The Semenggoh Wildlife Centre was established in 1975 to care for wild animals which have either been found injured in the forest, orphaned, or were previously kept as illegal pets. The centre is situated within the boundaries of the Semenggoh Nature Reserve, approximately 24 km from Kuching.

When established, the three main aims of the Centre were:

- To rehabilitate wild animals who have been injured, orphaned in the wild or handicapped by
- prolonged captivity, with the objective of subsequently releasing them back to the wild.
- To conduct research on wildlife and captive breeding programmes for endangered species.
- To educate visitors and the general public about the importance of conservation.
The Centre has been a resounding success, caring for almost 1,000 endangered mammals, birds and reptiles from dozens of different species. However it is the orang utan rehabilitation programme that has made the Centre famous. In one respect, Semenggoh has been too successful – so many orang utan have been successfully reintroduced into the surrounding forest reserve that the forest’s carrying capacity has been reached, and rehabilitation activities have been transferred to the Matang Wildlife Centre, part of Kubah National Park.

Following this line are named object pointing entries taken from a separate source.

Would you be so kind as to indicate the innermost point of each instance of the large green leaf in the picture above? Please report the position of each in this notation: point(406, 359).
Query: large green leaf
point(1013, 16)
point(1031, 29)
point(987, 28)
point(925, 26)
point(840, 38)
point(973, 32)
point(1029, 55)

As a result of its success, Semenggoh’s role has changed and it is nowadays a centre for the study of orang utan biology and behaviour, as well as a safe and natural haven for dozens of semi-wild orang utan, graduates of the rehabilitation programme. It is also home to numerous baby orang utan, born in the wild to rehabilitated mothers, a further testament to the success of the programme.

A visit to Semenggoh is a once in a lifetime experience - a chance to see semi-wild orang utan, ranging from tiny infants and boisterous adolescents to dignified mature adults, enjoying life in a secure natural habitat.